Amy Schmittauer of Savvy Sexy Social has fantastic tips for getting started on camera. Two of my favorites: Don’t forget to look straight into the lens at your ideal client! Imagine her on the other side of the lens. Some public-speaking coaches even recommend taping a photo of your favorite star or crush just above the lens. Up to  you.

Also, don’t introduce yourself at the beginning of your video. As Amy says, “Give them everything good first,” meaning, start with information on the topic that drew them to your video title. Start with content.  

Embed the video on a blog page on your site, and voila! A blog post. 

  • Images: You can also experiment with sharing a gallery of photos with short captions, or a series of charts. Or an infographic. 

Telling people how to do something: How about a step-by-step post with a photo representing each step? Just remember to include the images on your website, and link to them, driving traffic from social media to your website. 

 

2. Do write, but change your point of view. 

When you come up with a blog post idea, think about the knowledge you want to share from the POV of your potential client. You’re not writing an essay or a short story.

You’re solving a problem. Their problem.

That’s what you got into business to do, right? You saw that you could provide a service or a product better than the way it'd been done before. You have the ideal solutions for your audience—a set of people whose problem you can solve. So, make it about them. How does knowing about this topic make their lives easier? Organize your post around the answer.

 

3. Find your voice. 

If you’re not a chummy, buddy-buddy kind of guy or gal in person, you don’t have to adopt that tone in your writing. Conversely, if you balk at formality, and your casual style allows you to meet people where they’re at, use that to your advantage.

You don’t have to write like a poet. You just have to know what you want to say.
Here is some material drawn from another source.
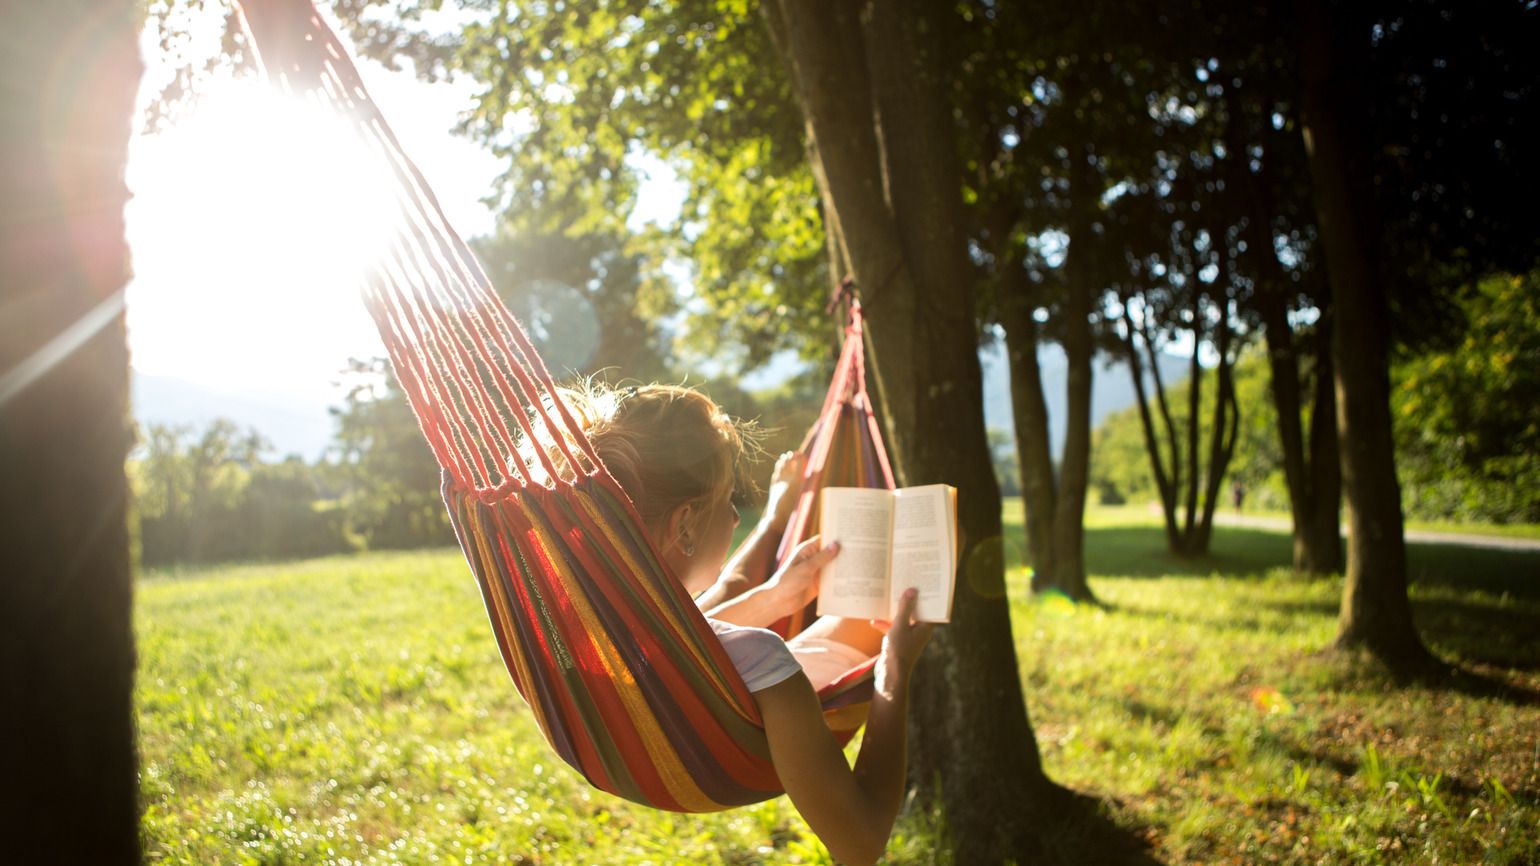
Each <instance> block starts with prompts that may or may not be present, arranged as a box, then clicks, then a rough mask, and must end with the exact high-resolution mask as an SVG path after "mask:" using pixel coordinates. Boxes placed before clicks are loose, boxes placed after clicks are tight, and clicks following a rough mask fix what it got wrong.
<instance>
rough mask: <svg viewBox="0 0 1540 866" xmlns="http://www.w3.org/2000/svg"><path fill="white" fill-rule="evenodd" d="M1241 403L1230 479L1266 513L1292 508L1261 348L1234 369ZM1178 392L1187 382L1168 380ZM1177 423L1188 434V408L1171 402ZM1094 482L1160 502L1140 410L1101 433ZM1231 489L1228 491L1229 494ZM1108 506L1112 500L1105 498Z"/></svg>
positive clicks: (1238, 399)
mask: <svg viewBox="0 0 1540 866" xmlns="http://www.w3.org/2000/svg"><path fill="white" fill-rule="evenodd" d="M1234 373H1235V399H1237V404H1238V405H1240V428H1238V431H1237V438H1235V456H1234V458H1232V461H1230V464H1229V473H1227V478H1229V481H1230V482H1238V484H1240V485H1241V487H1243V490H1244V492H1246V498H1247V499H1246V501H1247V502H1249V504H1252V505H1257V507H1263V509H1287V490H1286V488H1284V484H1283V468H1281V467H1283V456H1281V453H1280V445H1278V435H1277V408H1275V407H1274V404H1272V396H1271V393H1269V371H1267V357H1266V354H1264V353H1263V350H1261V347H1250V348H1249V350H1247V351H1246V353H1243V354H1241V359H1240V361H1238V362H1237V364H1235V367H1234ZM1167 388H1170V390H1172V391H1173V393H1181V391H1184V390H1186V381H1184V379H1181V381H1177V382H1167ZM1212 402H1214V391H1212V388H1210V390H1207V391H1204V394H1203V402H1201V404H1200V411H1198V430H1200V435H1203V436H1207V428H1209V422H1210V418H1212ZM1170 415H1172V422H1173V424H1175V427H1177V430H1186V425H1187V415H1189V413H1187V404H1186V402H1184V401H1173V402H1172V404H1170ZM1093 448H1095V455H1096V459H1095V462H1093V464H1092V484H1093V485H1095V487H1096V488H1098V490H1101V492H1103V496H1107V495H1112V496H1113V499H1123V501H1130V502H1144V501H1153V499H1157V498H1158V492H1157V490H1155V481H1153V475H1152V470H1150V461H1149V453H1147V450H1146V447H1144V435H1143V430H1141V424H1140V418H1138V407H1129V408H1124V410H1120V411H1117V413H1113V415H1109V416H1107V418H1106V419H1104V421H1103V422H1101V425H1100V427H1098V428H1096V433H1095V444H1093ZM1198 459H1200V464H1198V465H1200V468H1201V470H1203V472H1207V453H1206V451H1204V453H1200V455H1198ZM1227 490H1229V488H1226V492H1227ZM1103 502H1107V499H1106V498H1104V499H1103Z"/></svg>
Sharing your knowledge in an authentic way will help you stick with writing, and employing point #2 (what problem of your audience’s are you solving) will help you structure your writing. 

These three tips involve taking the time and allowing yourself the freedom to experiment with new media, a new way of approaching content, and with your voice. 

You can’t take shortcuts to good content, but if you put the time in, you can share your knowledge effectively, even if you don’t love to write.